Immediately after the mass-shooting at the Pulse nightclub in Orlando, the comic book industry came together to raise money for victims. One year later, their work raised over $200,000 — and growing.
“The morning after it happened, I felt horrible about what I saw. So I just posted on Facebook that as the comics community we should do something, we should do a fundraiser and I’ll organize it,” said Marc Andreyko, “Love is Love” comic anthology creator. “It was sort of a reflexive reaction. So many people said they wanted to be in it. The Tuesday after it happened, we had DC comics and IDW on board. Six months later we have New York Time’s best-selling book and we raised a ton of money.”
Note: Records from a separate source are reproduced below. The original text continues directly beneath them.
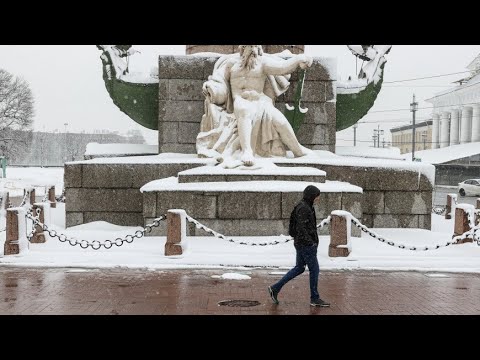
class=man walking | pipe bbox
[268,185,330,307]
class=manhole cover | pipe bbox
[218,300,260,307]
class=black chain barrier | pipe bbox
[432,205,447,215]
[351,213,480,251]
[186,215,331,246]
[55,188,65,203]
[26,209,167,250]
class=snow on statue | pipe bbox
[196,45,313,168]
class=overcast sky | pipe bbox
[0,45,480,146]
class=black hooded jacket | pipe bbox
[292,185,320,249]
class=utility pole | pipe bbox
[353,124,358,146]
[410,94,418,161]
[373,125,383,147]
[63,123,68,162]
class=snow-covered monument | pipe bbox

Andreyko joined together with some of the biggest names in comics, like writer/illustrator George Perez and comic artist Cat Staggs, to contribute to the 144-page “Love is Love” anthology in December of last year. It was created as a joint effort between DC Comics and IDW Publishing — known for publishing big-name titles including Star Trek and Doctor Who. Writers, artists and creators from around the globe created the comic book to celebrate love and honor the victims, survivors and their families.
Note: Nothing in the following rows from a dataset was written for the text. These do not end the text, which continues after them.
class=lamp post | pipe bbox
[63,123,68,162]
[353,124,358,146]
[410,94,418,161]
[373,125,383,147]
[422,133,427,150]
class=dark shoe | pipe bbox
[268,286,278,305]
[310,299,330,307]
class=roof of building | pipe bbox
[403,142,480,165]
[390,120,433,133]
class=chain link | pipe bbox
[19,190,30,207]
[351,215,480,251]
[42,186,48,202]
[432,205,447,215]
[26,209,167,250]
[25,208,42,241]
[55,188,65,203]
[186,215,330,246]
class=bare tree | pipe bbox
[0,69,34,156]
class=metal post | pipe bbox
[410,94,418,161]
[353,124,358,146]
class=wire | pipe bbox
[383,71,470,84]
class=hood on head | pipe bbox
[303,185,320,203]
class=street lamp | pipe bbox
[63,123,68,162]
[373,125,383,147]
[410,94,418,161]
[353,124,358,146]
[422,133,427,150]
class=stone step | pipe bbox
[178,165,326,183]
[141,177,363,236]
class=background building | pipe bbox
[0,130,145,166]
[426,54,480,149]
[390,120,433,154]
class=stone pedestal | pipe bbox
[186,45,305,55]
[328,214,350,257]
All proceeds from the anthology go to Equality Florida, an organization that focuses on bringing equality and justice to Florida’s LGBT community.
“The book has taken a life of its own and every penny generated will go towards different LGBT charities over the years,” he said.
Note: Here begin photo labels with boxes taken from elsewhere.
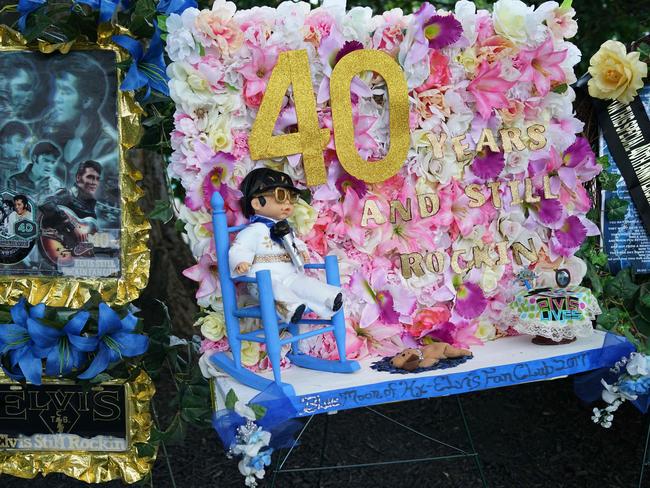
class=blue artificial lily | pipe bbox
[0,298,45,385]
[79,303,149,380]
[156,0,198,15]
[27,311,98,376]
[18,0,46,32]
[113,22,169,99]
According to Andreyko, a new charity will be designated every year following the fifth printing of the book. The next will be The Trevor Project, “a hotline for LGBT adolescents who may not have an outlet to help them,” as he explained.
Since the comic’s launch last year, survivors and victims’ families have approached Andreyko to thank him for his contributions.
“It’s kind of overwhelming to hear from parents who have lost children or from people who have lost siblings. Having them thank me feels … I don't know how to respond because of the losses they have suffered. I did this as an instinctive reaction. To be able to have given people who suffered horrifying awful losses any sort of modicum of piece of peace, even if it’s momentary from this book, is a real privilege.”
For those dealing with the tragedy one year later, Andreyko offered some advice.
“This first anniversary is going to be the toughest for a lot of the people who were affected by it,” he said. “When you come to the first anniversary you realize over the past year there were a couple of days that you didn’t think about the horror and then you feel guilty. There were days that you didn’t think about it and that becomes really hard to deal with because you feel like you might be starting to forget about the person you lost and that's a natural reaction.”
He hopes that people dealing with the tragedy will realize that they are allowed to have days of peace.
“Living your life, having a life and contributing positively is the best way to honor your loved one. None of us would want anyone we love to feel horrible pain for the rest of their lives. We don’t want to be remembered that way … You honor them more by celebrating life than being paralyzed by your grief.”
As for the future of the book, Andreyko has plans to expand globally for its fifth anniversary.
“We have some foreign publishers who are interested in doing editions of the book with additional pages from their local artists for money towards LGBT charities in those countries,” he said. “We’re planning for the fifth anniversary on doing a special edition with every single piece in one collection for the first time.”
The anthology is sold on IDW’s website at IDWPublishing.com/product/loveislove. The digital version contains 20 bonus pages that were not included in the original printing. The book is also available on Amazon and at comic book stores around the country.